In a recent filing, the Trump Administration acknowledged that an employer who “fires a man for being attracted to men and [who] would not fire other employees for their sexual orientation violates Title VII.” The solution here? Discriminate against lesbians, too.
From the ACLU’s response [emphasis in original]:
[The Trump administration and Altitude] then conjure an employer that fires all men attracted to men and all women attracted to women. This employer, they argue, complies with Title VII because its “sexual-orientation discrimination” policy treats men and women equally.
In other words, the Trump Administration is defending a real workplace policy opposed to hiring gay men with an imagined workplace policy opposed to hiring both gay men and lesbians.

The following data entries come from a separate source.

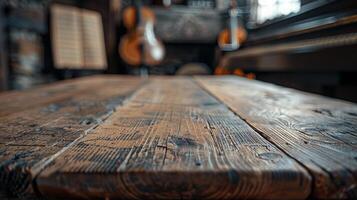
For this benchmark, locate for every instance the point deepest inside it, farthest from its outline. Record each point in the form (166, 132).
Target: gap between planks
(38, 167)
(261, 134)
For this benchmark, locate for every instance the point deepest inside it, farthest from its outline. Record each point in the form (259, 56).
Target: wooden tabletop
(218, 137)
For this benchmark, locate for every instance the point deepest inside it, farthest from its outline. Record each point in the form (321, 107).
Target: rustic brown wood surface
(173, 140)
(37, 124)
(320, 133)
(176, 138)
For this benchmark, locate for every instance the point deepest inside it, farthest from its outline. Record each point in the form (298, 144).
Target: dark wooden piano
(224, 137)
(312, 49)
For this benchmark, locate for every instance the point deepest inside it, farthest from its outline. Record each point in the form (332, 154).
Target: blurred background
(310, 45)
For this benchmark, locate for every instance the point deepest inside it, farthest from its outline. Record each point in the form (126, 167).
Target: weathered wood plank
(173, 140)
(39, 123)
(319, 132)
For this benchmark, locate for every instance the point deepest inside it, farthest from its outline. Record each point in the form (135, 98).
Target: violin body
(224, 36)
(140, 45)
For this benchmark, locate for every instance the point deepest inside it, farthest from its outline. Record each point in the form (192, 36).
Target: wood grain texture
(319, 132)
(35, 125)
(173, 140)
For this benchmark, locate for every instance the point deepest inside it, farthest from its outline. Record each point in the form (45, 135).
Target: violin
(232, 37)
(140, 46)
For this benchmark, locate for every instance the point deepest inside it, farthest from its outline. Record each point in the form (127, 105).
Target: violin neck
(138, 4)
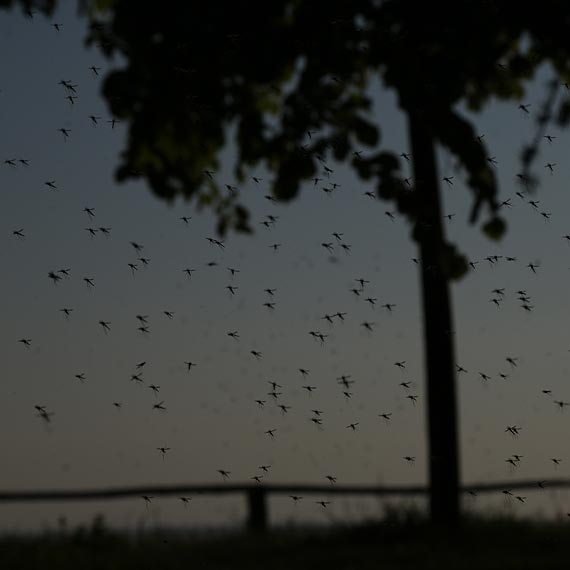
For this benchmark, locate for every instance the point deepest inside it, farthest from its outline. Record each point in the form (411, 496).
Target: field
(393, 544)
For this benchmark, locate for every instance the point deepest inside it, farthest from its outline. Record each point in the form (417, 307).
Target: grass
(398, 542)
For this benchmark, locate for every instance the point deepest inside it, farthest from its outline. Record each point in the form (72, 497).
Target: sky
(211, 420)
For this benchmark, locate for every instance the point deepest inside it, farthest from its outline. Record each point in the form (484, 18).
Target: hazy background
(212, 421)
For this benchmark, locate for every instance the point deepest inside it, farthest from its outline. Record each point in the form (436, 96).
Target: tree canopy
(292, 77)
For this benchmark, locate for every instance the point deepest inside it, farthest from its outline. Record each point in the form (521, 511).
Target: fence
(257, 493)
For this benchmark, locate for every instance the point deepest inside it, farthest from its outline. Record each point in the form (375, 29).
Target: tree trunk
(438, 332)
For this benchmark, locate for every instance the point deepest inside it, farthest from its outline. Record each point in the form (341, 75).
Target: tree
(285, 69)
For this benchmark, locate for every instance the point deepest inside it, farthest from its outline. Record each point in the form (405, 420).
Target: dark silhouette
(208, 71)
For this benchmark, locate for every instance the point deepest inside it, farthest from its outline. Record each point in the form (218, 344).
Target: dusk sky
(211, 419)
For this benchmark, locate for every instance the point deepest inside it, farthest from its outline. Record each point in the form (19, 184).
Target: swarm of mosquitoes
(360, 291)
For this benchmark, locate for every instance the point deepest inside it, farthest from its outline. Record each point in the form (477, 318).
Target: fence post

Such a staffing decision, the Trump Administration argues, would be allowable because said policy would discriminate against men and women equally. This doubly discriminatory policy would also be legally sound because, they claim, the real discrimination present in such a policy is actually sourced from sexual orientation discrimination–and is not pure or genuine sex discrimination.
“Altitude and the Government argue that when an employer engages in wholesale ‘sexual-orientation discrimination,’ the ‘[u]nfavorable treatment of a gay or lesbian employee’ is ‘not the consequence of that individual’s sex, but instead of an employer’s policy concerning a different trait—sexual orientation—that Title VII does not protect,'” the ACLU filing notes.
“That is incorrect,” the filing argues. “The ability to craft an abstract label to describe two sex-specific policies does not determine their lawfulness. Instead, the question is whether, when the employer’s criterion is applied [emphasis in original], an individual’s sex determines whether he or she suffers an adverse employment consequence.”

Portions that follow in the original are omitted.